As things stand, this is the lowest league-wide batting average of all-time. In 1968, the league hit .237. Some readers here will recall that after 1968, MLB lowered the mound and tightened the strike zone. Pitchers had simply become too dominant.
We're right back in the same place. While it seems the masses would rather complain about the hitters, the simple reality is the pitchers as a whole are simply too good.
Let's take Turnbull as an example.
He threw 49 four-seam fastballs at an average of 93.4 miles per hour Tuesday night. He threw 37 sliders that averaged 84.4 mph. He used his sinker 18 times at an average of 94.6 mph. There were six changeups at an average of 87.8 mph and six curves averaging 78.5 mph.
Now, we know from reading extensively that a starting pitcher sitting 93-95 in the early '80s was considered a hard thrower. No one should even dispute how impressive it is for a pitcher to command five pitches in the zone, with movement, throughout the night the way Turnbull did. If we had a time machine and sent Turnbull back to something like 1975 with this kind of stuff, he'd have dominated the way he did Tuesday. He'd have been one of the best pitchers in baseball.
In 2021? Turnbull's velocity is slightly above average. By no means is he a bad pitcher, but even after padding his stats with a no-hitter here in mid-May, Turnbull still only ranks 31st in ERA among those with at least 30 innings pitched this year. His 22 percent strikeout rate is 74th.
We could similarly look at Joe Musgrove, Carlos Rodon, John Means and Wade Miley -- the four other pitchers with nine-inning no-nos so far in 2021. They all have the kind of stuff that would have made them elite pitchers several decades ago, but none of them had pre-2021 track records that suggested much more than good pitchers to varying degrees (though Means breaking through as a legit ace this season seems plausible).
The point here, again, couldn't be further from trying to denigrate the pitchers who have thrown no-hitters. It is to illustrate how the pitching in 2021 is better than it has ever been.
This furthers the problem baseball has with the lack of in-game action that we've been discussing for a while. The "three true outcomes" (walks, home runs and strikeouts) have become far too much of the game. Heading into this season, the only thing baseball did to address this was to deaden the baseballs. As such, home runs are down, albeit slightly. Yet the league did absolutely nothing to carve into the strikeouts, save for sending out a memo about pine tar (no pitcher has been punished to this point).
The strikeout rate is the highest it has ever been. Batting average is the lowest it has ever been. Defensive scouting is excellent. Defenders are faster than they've ever been with, generally, playing surfaces being smaller than they were in the distant past.
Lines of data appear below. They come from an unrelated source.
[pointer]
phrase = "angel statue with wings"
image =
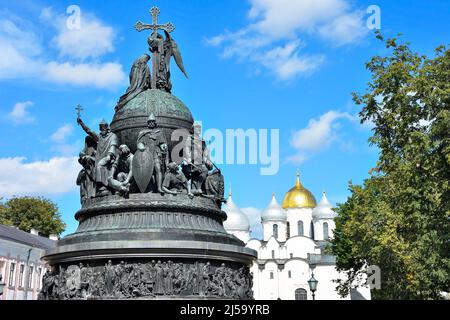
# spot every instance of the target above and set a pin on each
(163, 50)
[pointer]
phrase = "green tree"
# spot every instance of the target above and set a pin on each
(28, 213)
(399, 219)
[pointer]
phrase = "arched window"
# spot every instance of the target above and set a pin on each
(301, 232)
(288, 230)
(326, 234)
(301, 294)
(275, 231)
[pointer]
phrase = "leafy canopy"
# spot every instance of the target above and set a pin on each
(28, 213)
(399, 219)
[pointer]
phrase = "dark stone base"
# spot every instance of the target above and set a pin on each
(160, 247)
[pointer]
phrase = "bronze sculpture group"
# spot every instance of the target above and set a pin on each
(151, 224)
(110, 168)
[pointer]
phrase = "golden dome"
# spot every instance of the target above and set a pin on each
(299, 197)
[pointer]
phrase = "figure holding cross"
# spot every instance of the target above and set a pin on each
(163, 50)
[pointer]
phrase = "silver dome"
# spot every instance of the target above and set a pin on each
(274, 212)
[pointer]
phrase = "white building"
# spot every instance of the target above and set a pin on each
(21, 267)
(295, 235)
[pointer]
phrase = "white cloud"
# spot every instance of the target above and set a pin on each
(254, 216)
(20, 114)
(23, 54)
(272, 36)
(344, 29)
(53, 177)
(91, 40)
(62, 133)
(317, 136)
(103, 76)
(61, 145)
(286, 62)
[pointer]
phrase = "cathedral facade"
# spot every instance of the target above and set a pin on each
(296, 235)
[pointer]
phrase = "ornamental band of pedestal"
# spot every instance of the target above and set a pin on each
(150, 226)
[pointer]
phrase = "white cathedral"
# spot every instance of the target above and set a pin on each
(292, 250)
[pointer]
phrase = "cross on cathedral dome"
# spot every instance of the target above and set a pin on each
(299, 197)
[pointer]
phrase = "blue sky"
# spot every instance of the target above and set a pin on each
(262, 64)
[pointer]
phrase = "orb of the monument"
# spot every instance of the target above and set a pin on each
(170, 112)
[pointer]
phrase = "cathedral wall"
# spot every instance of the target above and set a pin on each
(300, 247)
(241, 235)
(318, 228)
(296, 215)
(268, 230)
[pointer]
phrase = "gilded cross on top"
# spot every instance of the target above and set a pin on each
(169, 27)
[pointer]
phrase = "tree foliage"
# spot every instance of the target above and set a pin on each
(28, 213)
(399, 218)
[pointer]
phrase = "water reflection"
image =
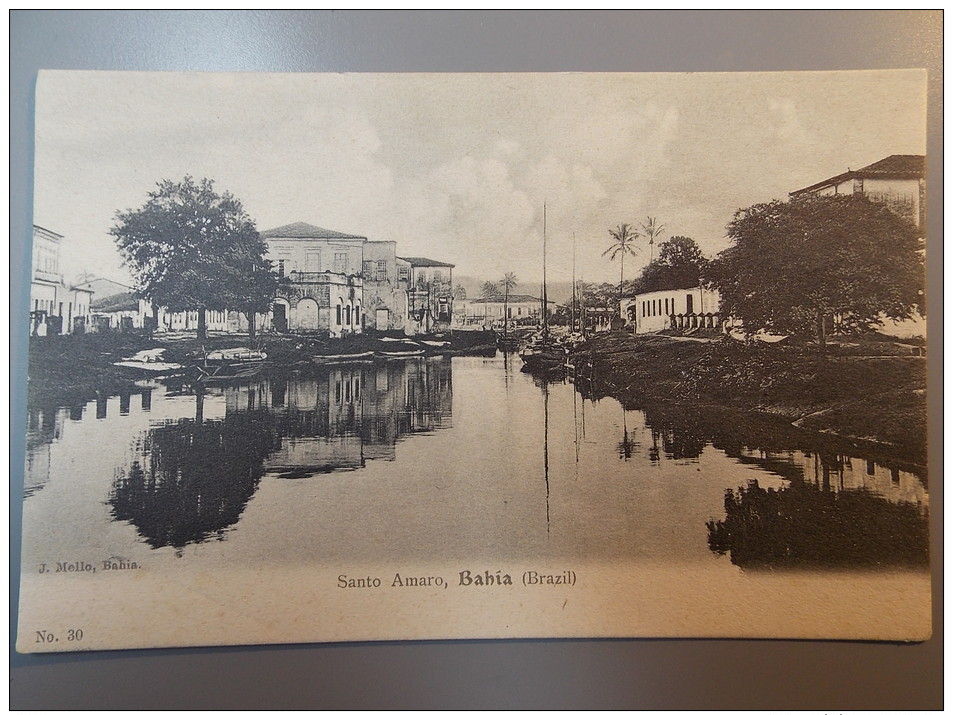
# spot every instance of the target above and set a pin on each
(44, 426)
(811, 525)
(531, 469)
(832, 510)
(190, 480)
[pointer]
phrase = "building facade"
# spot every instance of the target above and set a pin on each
(55, 307)
(680, 309)
(429, 287)
(896, 181)
(323, 286)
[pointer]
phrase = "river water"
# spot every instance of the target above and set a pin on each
(452, 461)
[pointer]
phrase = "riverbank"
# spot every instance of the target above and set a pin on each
(871, 393)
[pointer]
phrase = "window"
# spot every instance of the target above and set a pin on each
(340, 262)
(312, 260)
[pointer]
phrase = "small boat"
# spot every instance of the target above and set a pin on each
(231, 356)
(542, 355)
(237, 374)
(150, 361)
(391, 354)
(544, 352)
(476, 351)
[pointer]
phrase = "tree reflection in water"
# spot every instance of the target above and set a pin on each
(195, 477)
(807, 525)
(190, 480)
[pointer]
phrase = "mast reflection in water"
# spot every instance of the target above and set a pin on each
(190, 480)
(531, 469)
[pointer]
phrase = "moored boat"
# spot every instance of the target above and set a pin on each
(364, 356)
(228, 356)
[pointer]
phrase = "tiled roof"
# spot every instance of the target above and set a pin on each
(115, 303)
(895, 166)
(424, 262)
(300, 229)
(514, 298)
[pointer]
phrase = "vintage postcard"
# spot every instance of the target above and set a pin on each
(372, 357)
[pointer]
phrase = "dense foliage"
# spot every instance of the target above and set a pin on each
(191, 248)
(814, 264)
(680, 264)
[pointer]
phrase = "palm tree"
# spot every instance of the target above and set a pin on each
(651, 230)
(509, 282)
(623, 241)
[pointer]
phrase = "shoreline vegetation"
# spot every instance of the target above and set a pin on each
(870, 394)
(866, 394)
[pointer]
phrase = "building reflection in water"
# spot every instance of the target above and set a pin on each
(835, 511)
(189, 481)
(44, 426)
(806, 524)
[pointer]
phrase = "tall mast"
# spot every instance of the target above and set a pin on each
(545, 302)
(572, 313)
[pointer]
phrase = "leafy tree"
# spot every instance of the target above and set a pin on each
(796, 266)
(623, 241)
(651, 230)
(194, 249)
(680, 264)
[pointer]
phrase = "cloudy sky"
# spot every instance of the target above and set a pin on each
(457, 167)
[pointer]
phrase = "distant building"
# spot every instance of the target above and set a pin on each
(896, 181)
(488, 312)
(324, 286)
(680, 309)
(55, 307)
(385, 297)
(104, 287)
(429, 287)
(119, 311)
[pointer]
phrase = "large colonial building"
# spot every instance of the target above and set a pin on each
(679, 309)
(55, 307)
(896, 181)
(340, 284)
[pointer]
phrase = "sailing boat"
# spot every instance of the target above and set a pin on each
(543, 353)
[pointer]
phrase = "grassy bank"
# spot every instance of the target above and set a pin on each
(866, 393)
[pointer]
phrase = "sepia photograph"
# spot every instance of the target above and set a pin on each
(381, 357)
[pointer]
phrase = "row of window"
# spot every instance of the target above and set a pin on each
(660, 306)
(48, 306)
(372, 270)
(347, 314)
(312, 262)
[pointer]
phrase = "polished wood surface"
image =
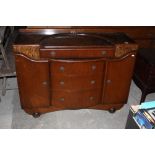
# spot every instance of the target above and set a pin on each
(143, 35)
(85, 71)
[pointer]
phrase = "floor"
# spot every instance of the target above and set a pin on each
(13, 117)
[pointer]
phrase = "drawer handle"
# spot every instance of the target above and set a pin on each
(93, 82)
(91, 98)
(109, 81)
(103, 52)
(53, 53)
(93, 67)
(44, 83)
(62, 68)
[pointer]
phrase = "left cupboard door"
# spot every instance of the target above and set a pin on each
(33, 82)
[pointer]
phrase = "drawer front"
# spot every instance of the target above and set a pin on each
(76, 53)
(76, 67)
(75, 83)
(81, 99)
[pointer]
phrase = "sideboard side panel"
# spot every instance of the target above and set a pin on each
(33, 82)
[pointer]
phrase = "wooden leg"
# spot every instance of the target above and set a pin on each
(36, 115)
(4, 56)
(112, 110)
(4, 86)
(144, 93)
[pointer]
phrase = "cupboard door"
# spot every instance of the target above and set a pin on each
(33, 82)
(118, 79)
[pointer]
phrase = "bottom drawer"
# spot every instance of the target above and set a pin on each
(78, 99)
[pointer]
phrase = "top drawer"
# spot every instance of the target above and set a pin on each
(76, 53)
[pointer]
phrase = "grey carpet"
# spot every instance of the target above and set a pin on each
(72, 119)
(12, 116)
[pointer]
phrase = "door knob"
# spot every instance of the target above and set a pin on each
(52, 53)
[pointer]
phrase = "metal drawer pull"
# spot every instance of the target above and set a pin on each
(91, 98)
(103, 52)
(108, 81)
(93, 82)
(93, 67)
(62, 99)
(44, 83)
(62, 82)
(62, 68)
(53, 53)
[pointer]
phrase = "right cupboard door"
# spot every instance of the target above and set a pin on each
(118, 79)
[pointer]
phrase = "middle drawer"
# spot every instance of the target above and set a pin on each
(76, 83)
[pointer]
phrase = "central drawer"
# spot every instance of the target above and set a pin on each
(79, 99)
(76, 53)
(76, 83)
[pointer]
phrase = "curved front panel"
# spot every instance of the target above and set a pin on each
(77, 83)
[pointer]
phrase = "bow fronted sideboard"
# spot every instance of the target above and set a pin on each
(73, 70)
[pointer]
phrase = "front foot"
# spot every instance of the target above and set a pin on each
(36, 115)
(112, 110)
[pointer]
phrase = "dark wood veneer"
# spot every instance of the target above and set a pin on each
(73, 70)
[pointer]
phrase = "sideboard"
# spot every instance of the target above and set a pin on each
(71, 69)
Do the math here. We're going to keep seeing no-hitters at the highest rate we've ever seen.
Inevitably, this is where the herd mentality takes over and a large group of people start yelling about the hitters and their approach. Just hit it where they ain't! Players now only swing for the fences! Bunt!
Ignorance. That is just total ignorance. The stuff these hitters are dealing with these days is nothing like the stuff the likes of Rod Carew and Tony Gwynn ever saw. We don't even need to discuss going back to the 1920s and 1930s. You want a player to "go the other way" with a 99-mph fastball on his hands? You think it's possible to see a 90-mph slider and decide exactly where you want to hit it? Get outta here with that nonsense.
Baseball realized in 1968 that the pitchers had gotten too good and an adjustment needed to be made. The mound was lowered and the strike zone was adjusted. Offense picked back up and everyone, somehow, by the grace of God, survived the change. What a miracle!
It's high time similar measures happen again before 2022.
But before that is even discussed, we're going to witness the record for no-hitters in a season explode. It's not even gonna be close.